Why should I care about RTL?

You might have the impression that RTL is hard, scary, and will add a great deal of work to your project! Really, it’s not that difficult. Once you comprehend the basics, the extra effort required is not that great.

You should really care about adding right-to-left support to your web app or website for many, many reasons. There are over 410 million native RTL speakers around the world as of 2010 (That’s a lot of people! Note: The assessment is based on Wikipedia’s list of all the languages.) It’s also millions of potential users and a huge potential market for your app or website. Most companies now add RTL support to their software (e.g. Windows, iOS, Android) and websites, so native RTL speakers expect your website to meet their expectations regarding RTL support. Without this support visitors to your web application may not become repeat users.

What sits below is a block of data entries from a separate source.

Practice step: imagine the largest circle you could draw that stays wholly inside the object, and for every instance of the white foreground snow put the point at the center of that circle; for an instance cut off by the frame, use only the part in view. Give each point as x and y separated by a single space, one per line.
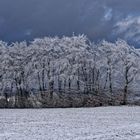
105 123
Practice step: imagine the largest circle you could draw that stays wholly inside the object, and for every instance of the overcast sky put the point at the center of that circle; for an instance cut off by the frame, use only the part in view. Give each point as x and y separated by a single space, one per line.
98 19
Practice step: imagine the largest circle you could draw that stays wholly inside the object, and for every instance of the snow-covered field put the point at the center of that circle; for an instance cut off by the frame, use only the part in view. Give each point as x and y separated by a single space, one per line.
105 123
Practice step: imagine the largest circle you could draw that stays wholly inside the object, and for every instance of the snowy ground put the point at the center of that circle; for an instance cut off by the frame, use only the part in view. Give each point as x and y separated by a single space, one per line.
105 123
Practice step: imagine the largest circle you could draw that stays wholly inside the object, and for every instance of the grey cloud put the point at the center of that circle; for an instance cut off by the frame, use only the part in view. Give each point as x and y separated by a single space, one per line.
26 19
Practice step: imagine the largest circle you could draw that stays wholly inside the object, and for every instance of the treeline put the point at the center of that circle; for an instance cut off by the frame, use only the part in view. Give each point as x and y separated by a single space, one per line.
68 71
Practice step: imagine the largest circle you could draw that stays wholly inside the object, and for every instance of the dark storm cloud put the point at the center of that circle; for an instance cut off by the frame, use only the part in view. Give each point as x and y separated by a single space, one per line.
98 19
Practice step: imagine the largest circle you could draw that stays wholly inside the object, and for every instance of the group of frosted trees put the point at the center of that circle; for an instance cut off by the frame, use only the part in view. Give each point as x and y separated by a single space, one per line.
68 65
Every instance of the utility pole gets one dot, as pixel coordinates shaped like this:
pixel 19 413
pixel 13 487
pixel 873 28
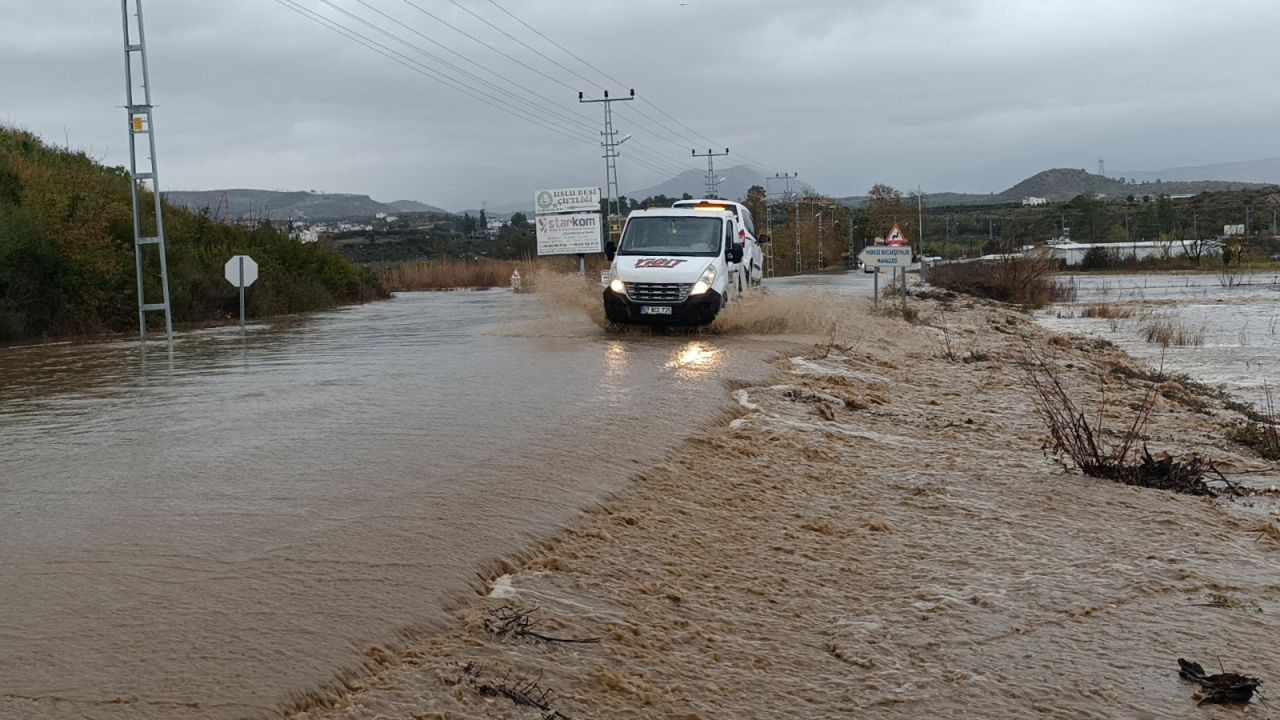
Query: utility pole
pixel 919 215
pixel 796 199
pixel 768 217
pixel 818 215
pixel 609 144
pixel 141 123
pixel 712 181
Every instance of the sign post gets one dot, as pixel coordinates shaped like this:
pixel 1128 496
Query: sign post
pixel 241 270
pixel 570 223
pixel 896 256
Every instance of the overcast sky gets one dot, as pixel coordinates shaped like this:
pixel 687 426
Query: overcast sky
pixel 949 95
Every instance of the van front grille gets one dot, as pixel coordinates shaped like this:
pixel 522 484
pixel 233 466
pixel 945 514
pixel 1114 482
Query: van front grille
pixel 658 292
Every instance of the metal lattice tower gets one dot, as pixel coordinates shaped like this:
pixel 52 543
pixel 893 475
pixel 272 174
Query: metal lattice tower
pixel 611 144
pixel 712 181
pixel 141 123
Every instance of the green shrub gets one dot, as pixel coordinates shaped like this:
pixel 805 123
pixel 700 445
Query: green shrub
pixel 67 260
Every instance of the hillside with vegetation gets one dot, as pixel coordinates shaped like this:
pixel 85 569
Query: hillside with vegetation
pixel 240 204
pixel 67 253
pixel 1060 185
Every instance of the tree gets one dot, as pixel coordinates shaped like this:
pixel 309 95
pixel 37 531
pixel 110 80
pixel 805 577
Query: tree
pixel 883 210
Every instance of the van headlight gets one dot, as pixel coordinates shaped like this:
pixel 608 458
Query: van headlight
pixel 704 282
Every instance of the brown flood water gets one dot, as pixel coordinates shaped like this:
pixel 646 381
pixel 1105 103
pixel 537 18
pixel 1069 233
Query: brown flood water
pixel 219 531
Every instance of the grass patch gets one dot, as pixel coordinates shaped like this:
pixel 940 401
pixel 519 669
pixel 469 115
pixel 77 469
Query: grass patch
pixel 1260 431
pixel 1024 281
pixel 448 273
pixel 1171 332
pixel 1115 455
pixel 1107 310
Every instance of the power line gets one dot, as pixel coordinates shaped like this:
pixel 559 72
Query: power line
pixel 645 100
pixel 548 106
pixel 522 44
pixel 421 68
pixel 551 109
pixel 526 65
pixel 640 154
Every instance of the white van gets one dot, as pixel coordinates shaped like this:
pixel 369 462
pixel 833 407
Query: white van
pixel 746 237
pixel 675 267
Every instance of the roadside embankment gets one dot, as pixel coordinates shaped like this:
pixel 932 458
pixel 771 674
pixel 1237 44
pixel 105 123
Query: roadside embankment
pixel 876 533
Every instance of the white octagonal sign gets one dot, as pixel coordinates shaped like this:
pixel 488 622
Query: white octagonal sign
pixel 233 270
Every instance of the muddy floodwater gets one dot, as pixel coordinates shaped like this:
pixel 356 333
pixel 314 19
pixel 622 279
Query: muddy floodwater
pixel 1230 335
pixel 213 532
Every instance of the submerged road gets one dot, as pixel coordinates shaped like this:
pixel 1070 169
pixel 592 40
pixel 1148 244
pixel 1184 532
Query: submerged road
pixel 213 532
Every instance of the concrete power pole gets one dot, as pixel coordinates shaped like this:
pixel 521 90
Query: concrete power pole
pixel 141 123
pixel 609 144
pixel 768 220
pixel 712 181
pixel 919 217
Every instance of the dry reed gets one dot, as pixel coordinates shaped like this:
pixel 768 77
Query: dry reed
pixel 1171 332
pixel 1107 310
pixel 448 273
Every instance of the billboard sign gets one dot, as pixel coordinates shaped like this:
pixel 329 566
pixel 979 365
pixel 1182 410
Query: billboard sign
pixel 568 200
pixel 886 256
pixel 568 235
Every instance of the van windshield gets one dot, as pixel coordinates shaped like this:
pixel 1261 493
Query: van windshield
pixel 708 205
pixel 672 236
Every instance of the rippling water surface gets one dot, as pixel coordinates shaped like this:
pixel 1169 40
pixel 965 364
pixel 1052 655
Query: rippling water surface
pixel 213 531
pixel 1238 327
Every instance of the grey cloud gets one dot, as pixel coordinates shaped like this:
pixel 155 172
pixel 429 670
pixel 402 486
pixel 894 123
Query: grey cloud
pixel 968 96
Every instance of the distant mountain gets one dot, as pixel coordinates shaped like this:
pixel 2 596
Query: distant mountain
pixel 1060 185
pixel 415 206
pixel 274 205
pixel 737 181
pixel 1266 172
pixel 735 185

In the case of Firefox OS, we only started shipping devices to the Middle East when we had RTL support fully implemented in the system, and thus our partner Orange was able to sell devices with the OS on it. This obviously opens up a whole new market of users to Firefox OS.

Best practices for RTL

Here are some general rules of thumb to keep in mind when developing RTL-aware websites and web apps:

  • Think from the right: In a region with an RTL script and language, books open from the right-hand side. Thus, most UI elements related to readability are going to be mirrored.
  • Hardware legacy UI is a thing: In MENA (Middle East and North Africa) and other regions where RTL languages are spoken, people use gadgets too. Audio hardware has the same control layout as anywhere else in the world. So buttons like Play, Fast Forward, Next, Previous have always been the same. And because of that, it’s not a good idea to mirror any of those buttons. Please don’t RTL the media player buttons. Another example of hardware legacy is the physical feature phone keyboard; before there were Blackberries and similar keyboards for handhelds, there was the simple physical numpad — until very recently it was widely popular in MENA countries. For this reason, It is strongly advised to *not* mirror the number keys. A good example of this is Firefox OS. As its initial target was developing countries, we made sure not to make the dialer mirrored in RTL.
  • Firefox OS Contacts AppThinking Right-To-Left is not thinking left-handed: Remember not to confuse developing RTL UIs with southpaw-first ones. In RTL regions of the world, right-handed people are a majority, just like in the rest of the world. So anything that is not related to how the user reads the actual content on the page should not be mirrored. An example of this is the Firefox OS A-Z scrollbar (image to the right) in the Contacts App. It is placed on the right because it’s easier to scroll through with the right hand, so such a thing should not go on the other side when your page is in RTL mode.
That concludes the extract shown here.